Actor & Dodgers Fan Ken Jeong Remembers Astros’ Carlos Correa Throwing Water At Him During 2017 World Series
Ken Jeong, Dodgers flag, 2017 World Series
Al Tielemans/Sports Illustrated

Over the past few weeks a Los Angeles Dodgers Zoom party has not only featured broadcasters Joe Davis and Alanna Rizzo as hosts, along with several players rotating to make appearances, but also celebrity guests.

Last Monday the Dodgers were joined by part-owner Billie Jean King and actor Ken Jeong.

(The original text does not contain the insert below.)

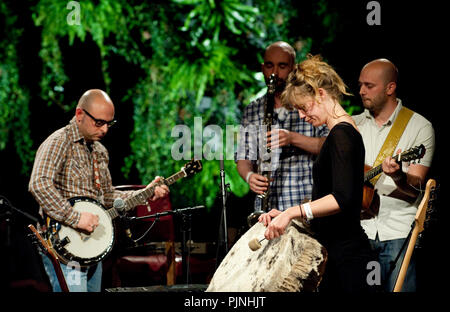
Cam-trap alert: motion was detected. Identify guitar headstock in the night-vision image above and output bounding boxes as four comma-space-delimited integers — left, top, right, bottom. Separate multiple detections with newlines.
400, 144, 426, 161
182, 159, 203, 177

There were plenty of laughs once Jeong joined the call, as he positioned himself as Justin Turner’s personal doctor and volunteered to sing players’ walk-up songs this season.

Then Jeong, a philanthropist and passionate Dodgers fan, recalled the opportunities he had to wave a flag at Dodger Stadium before first pitch during the 2017 World Series. Jong and fellow actor Rob Lowe each carried a large Dodgers flag as they raced back and forth atop the dugout.

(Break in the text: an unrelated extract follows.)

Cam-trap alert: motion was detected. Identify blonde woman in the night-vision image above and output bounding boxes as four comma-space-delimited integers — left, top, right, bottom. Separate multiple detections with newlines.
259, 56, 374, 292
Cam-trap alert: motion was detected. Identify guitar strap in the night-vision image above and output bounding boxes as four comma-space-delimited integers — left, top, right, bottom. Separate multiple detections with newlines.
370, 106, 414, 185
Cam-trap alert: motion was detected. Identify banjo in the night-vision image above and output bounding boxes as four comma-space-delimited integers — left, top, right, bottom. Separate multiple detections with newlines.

“That might be my favorite memory,” Jeong said during the hour-long Zoom party. “I’ve done a lot of stuff with the Dodgers, but that might be my favorite memory ever.”

Although being tabbed to excite the crowd before a game in the Dodgers’ first trip to the World Series in 29 years is memorable enough, it stood out to Jeong because of the reaction it drew from Houston Astros shortstop Carlos Correa.

“Me and Rob were carrying flags, crossing each other back and forth, and Carlos Correa threw a cup of water at me. Just to do it. It was like gamesmanship. I didn’t provoke. It just showed you the height of the game.

“No beef. It’s just part of what sports is all about. They’re passionate about their fans, I’m passionate about the Dodgers. He doesn’t have to apologize and neither do I.”

Later in the call the Dodgers’ social media group showed the chat an image of the scene Jeong depicted. “That was crazy. That was crazy. I feel like I took one for the team,” he said.

Dodgers manager Dave Roberts referred to it as an “iconic shot,” and also quipped that the team should have positioned Jeong inside the tunnel by the Astros’ dugout. It of course was a reference to Houston’s sign-stealing scandal that has since come to light and tarnished what initially was considered a historic World Series matchup.